Fimela.com, Jakarta Ira Koesno, dulu mungkin hanya kalangan tertentu atau lebih tepatnya orang-orang di usia tertentu saja yang mengenal pemilik nama tersebut. Ya, sang empunya nama pun mengakui hal itu. “Orang yang tahu saya kan paling muda itu 35 tahun, itu pun berarti dia orang yang sangat suka nonton berita. Setelah debat Pilgub DKI, tiba-tiba saya punya kelompok penggemar yang berbeda, yakni generasi millennial yang nggak pernah melihat saya siaran tiba-tiba minta foto,” cerita Ira Koesno dengan bersemangat.
Pada 1996, wanita jebolan Fakultas Ekonomi jurusan Akuntansi Universitas Indonesia ini memutuskan untuk terjun ke dunia jurnalistik dengan menjadi presenter Liputan 6 SCTV, setelah sebelumnya selama satu tahun ia terlebih dahulu bekerja sebagai auditor. Keputusan sulit kembali diambil oleh anak bungsu dari dua bersaudara itu, pada 2004 wanita pemilik nama asli Dwi N. Martoatmodjo ini memutuskan mundur dari dunia jurnalistik yang telah membesarkan namanya, alhasil sejak saat itu wajah Ira Koesno jarang terlihat di layar kaca.
Dan, setelah lama menghilang dari peredaran, nama Ira Koesno pun kembali jadi perbincangan lagi ketika ia tampil sebagai moderator debat pertama (dari tiga debat) dalam Pilkada Gubernur DKI Jakarta, 13 Januari lalu.

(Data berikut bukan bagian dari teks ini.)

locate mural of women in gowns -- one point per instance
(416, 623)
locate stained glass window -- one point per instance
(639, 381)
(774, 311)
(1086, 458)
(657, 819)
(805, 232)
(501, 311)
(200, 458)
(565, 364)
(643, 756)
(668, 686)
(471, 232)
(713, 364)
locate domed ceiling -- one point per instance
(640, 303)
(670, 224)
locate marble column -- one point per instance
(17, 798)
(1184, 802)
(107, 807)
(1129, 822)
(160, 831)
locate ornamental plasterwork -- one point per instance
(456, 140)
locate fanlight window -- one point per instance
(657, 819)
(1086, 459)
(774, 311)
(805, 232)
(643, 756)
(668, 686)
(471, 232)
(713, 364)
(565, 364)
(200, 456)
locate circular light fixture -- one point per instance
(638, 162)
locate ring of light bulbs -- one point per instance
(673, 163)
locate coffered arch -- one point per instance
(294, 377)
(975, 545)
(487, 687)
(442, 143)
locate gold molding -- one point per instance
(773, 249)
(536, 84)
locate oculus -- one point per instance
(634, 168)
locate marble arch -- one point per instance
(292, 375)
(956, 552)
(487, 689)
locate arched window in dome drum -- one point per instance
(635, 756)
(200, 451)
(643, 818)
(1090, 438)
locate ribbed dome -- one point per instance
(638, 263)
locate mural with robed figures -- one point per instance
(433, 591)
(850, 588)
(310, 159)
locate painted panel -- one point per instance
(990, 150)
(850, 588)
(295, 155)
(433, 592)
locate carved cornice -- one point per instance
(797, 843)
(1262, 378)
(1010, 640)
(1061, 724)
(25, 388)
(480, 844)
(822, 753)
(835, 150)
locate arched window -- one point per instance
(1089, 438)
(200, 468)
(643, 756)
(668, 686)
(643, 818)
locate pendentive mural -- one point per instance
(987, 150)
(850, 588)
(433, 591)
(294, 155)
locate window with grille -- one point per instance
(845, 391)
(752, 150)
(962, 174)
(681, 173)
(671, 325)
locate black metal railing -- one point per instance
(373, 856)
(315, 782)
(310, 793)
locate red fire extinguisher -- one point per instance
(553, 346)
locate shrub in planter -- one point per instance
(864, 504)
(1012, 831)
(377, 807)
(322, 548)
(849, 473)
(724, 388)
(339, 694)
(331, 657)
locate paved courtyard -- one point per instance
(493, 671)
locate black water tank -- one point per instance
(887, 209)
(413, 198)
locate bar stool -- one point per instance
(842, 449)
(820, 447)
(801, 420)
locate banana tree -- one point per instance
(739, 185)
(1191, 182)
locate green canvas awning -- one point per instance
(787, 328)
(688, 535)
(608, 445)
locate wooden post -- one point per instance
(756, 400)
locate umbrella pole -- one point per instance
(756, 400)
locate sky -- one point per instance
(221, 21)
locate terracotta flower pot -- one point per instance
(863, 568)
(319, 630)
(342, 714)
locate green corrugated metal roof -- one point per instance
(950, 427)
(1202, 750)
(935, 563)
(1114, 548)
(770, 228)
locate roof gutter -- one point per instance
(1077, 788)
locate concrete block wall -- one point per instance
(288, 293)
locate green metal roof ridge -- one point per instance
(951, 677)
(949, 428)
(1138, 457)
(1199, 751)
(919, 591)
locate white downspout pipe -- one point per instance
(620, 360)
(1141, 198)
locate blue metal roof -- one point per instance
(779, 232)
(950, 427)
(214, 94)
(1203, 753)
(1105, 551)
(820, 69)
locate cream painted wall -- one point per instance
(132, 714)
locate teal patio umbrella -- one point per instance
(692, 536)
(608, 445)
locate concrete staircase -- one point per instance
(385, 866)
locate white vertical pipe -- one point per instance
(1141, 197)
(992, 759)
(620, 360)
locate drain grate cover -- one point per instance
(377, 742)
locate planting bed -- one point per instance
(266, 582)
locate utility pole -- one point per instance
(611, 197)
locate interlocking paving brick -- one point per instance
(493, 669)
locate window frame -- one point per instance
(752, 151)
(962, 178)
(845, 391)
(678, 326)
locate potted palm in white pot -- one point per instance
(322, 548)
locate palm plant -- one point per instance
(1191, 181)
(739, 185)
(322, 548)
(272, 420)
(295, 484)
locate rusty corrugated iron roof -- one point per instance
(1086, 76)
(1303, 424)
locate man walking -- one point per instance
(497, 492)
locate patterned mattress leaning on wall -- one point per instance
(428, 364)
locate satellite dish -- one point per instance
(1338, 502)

Banyak masyarakat Indonesia, khususnya para pria mengaku gagal fokus karena kecantikan Ira Koesno yang sepertinya tak pernah pudar. Semenjak saat itu, bukan cuma kicauan-kicauan soal kecantikannya yang memenuhi dunia maya, foto Ira Koesno yang dijadikan meme pun sepertinya sudah menjadi menu sarapan pagi yang akan muncul dalam grup BBM atau pun pesan singkat lainnya.
Terlepas dari semua kehebohan soal kecantikan, awet muda, atau pun statusnya yang masih single, saat bekerja menjadi news anchor (pembaca berita) di Liputan 6 SCTV pada 2002 hingga 2004 Ira Koesno dikenal sebagai pembaca berita yang berani dan kritis kepada narasumber yang diwawancarainya. Selain itu, Ira juga dikenal tak segan melontarkan pertanyaan-pertanyaan secara tegas, lugas, dan cerdas.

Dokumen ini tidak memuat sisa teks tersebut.